A new study from the University of Minnesota School of Public Health, published in Women’s Health Issues, is the first of its kind to assess whether Minnesota’s peer breastfeeding support program directly causes increases in breastfeeding and by how much. The peer counseling effort is part of the federal supplemental nutrition program for women, infants and children, known as WIC, that primarily serves low-income individuals.
The health benefits of breastfeeding for infants and their breastfeeding parents are well-established, and increasing breastfeeding rates is a public health and health equity priority. While overall rates of breastfeeding have risen in recent years, national breastfeeding outcomes continue to fall short of public health targets. Not all communities have benefited equally from recent gains in breastfeeding rates — low-income individuals and residents of rural areas are less likely to breastfeed than their higher income and urban counterparts. In addition to a shortage of lactation consultants in rural communities, structural barriers contribute to these disparities, including limited access to supportive workplace policies such as paid parental leave and paid pumping breaks.

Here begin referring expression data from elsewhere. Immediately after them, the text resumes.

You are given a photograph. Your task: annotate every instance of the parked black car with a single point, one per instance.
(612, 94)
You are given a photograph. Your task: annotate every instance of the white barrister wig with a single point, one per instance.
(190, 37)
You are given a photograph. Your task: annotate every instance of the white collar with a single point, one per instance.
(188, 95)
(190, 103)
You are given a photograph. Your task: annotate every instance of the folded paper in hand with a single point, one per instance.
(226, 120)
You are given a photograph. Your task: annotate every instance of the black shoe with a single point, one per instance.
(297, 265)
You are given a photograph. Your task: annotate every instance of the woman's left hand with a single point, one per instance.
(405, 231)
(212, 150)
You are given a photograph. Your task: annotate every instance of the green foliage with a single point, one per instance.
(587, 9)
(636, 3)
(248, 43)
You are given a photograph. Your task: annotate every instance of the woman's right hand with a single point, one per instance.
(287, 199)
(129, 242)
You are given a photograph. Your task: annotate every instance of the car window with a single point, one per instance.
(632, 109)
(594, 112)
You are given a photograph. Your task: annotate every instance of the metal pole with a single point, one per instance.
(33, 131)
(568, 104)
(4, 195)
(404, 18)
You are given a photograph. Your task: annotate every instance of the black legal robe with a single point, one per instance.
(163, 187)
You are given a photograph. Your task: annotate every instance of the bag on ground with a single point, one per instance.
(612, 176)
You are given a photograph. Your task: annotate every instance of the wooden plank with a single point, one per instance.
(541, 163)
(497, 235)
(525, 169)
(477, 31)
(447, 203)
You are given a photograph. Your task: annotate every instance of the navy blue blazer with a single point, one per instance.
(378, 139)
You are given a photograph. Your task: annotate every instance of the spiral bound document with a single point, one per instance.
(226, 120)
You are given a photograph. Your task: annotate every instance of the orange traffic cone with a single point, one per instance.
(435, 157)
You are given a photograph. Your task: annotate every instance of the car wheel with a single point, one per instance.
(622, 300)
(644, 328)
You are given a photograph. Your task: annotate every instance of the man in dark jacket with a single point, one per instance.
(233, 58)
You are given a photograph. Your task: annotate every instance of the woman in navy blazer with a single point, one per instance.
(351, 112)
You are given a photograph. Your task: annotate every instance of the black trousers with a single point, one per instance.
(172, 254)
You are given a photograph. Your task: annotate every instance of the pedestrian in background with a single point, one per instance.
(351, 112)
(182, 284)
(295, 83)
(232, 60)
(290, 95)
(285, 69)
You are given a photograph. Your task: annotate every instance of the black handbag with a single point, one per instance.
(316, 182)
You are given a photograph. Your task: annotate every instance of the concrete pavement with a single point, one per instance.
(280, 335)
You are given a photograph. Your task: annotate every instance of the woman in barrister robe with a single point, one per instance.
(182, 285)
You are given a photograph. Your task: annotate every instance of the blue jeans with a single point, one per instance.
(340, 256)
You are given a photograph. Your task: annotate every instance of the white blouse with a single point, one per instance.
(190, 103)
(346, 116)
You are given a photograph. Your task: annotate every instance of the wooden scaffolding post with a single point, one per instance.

To address breastfeeding inequities and boost national breastfeeding rates, policymakers have directed funding to WIC for initiatives designed to help participants start and sustain breastfeeding. Among these are breastfeeding peer counseling programs (BFPCs), which employ local people with breastfeeding experience to provide in-person, text and/or phone-based counseling to help WIC participants meet their breastfeeding goals. The programs are available at select WIC agencies across the country, but there has never been enough federal funding to allow all agencies to offer the program, despite evidence of its cost effectiveness. Numerous studies have suggested these programs positively influence a participant’s choice to breastfeed and help them breastfeed longer. However, the vast majority of these studies have been observational, showing associations rather than causal links.
The Minnesota WIC breastfeeding support program expanded gradually into more rural areas of the state due to limited funding, which offered a natural experiment SPH researchers used to draw causal conclusions about the program’s impact. The study found BFPCs positively impacted breastfeeding rates among WIC participants in Greater Minnesota. Specifically, the study found:
- Greater Minnesota counties with BFPCs had an increase from 42% to 45% in the proportion of participants breastfeeding for three months or longer and an increase from 30% to 33% in the proportion that breastfed for at least six months compared to counties without BFPCs.
- Program impacts were strongest in rural communities — there was an increase from 40% to 44% of participants breastfeeding until at least three months, and the proportion that breastfed for six months or longer rose from 29% to 33%, in rural Minnesota counties that offered BFPCs.
- Gains in breastfeeding rates due to BFPCs were found even in counties without BFPCs, suggesting spillover effects from the program and increased awareness of breastfeeding.
“As with many other aspects of maternal and infant health, rural residents experience disparities in the number of people who breastfeed, as well as the amount of time they are able to do so,” said Julia Interrante, lead author and researcher at SPH’s Rural Health Research Center. “Minnesota’s peer breastfeeding support program had a consistent and significant positive impact in addressing these inequities suggesting that policymakers should explore improving rural breastfeeding rates through increased funding for WIC agencies to expand these programs.”
The authors noted the study also has national policy implications given that WIC is administered through the Department of Agriculture and is facing a potential budget shortfall related to inflation and increased program enrollment. If current funding levels are not increased, WIC will need to scale back programs such as BFPCs and turn away eligible program participants in Minnesota and around the country.
Along with Interrante, the paper was co-authored by SPH Professor Katy Backes Kozhimannil, SPH Rural Health Research Center researcher Alyssa Fritz, and Minnesota Department of Health Research Scientist Marcia McCoy.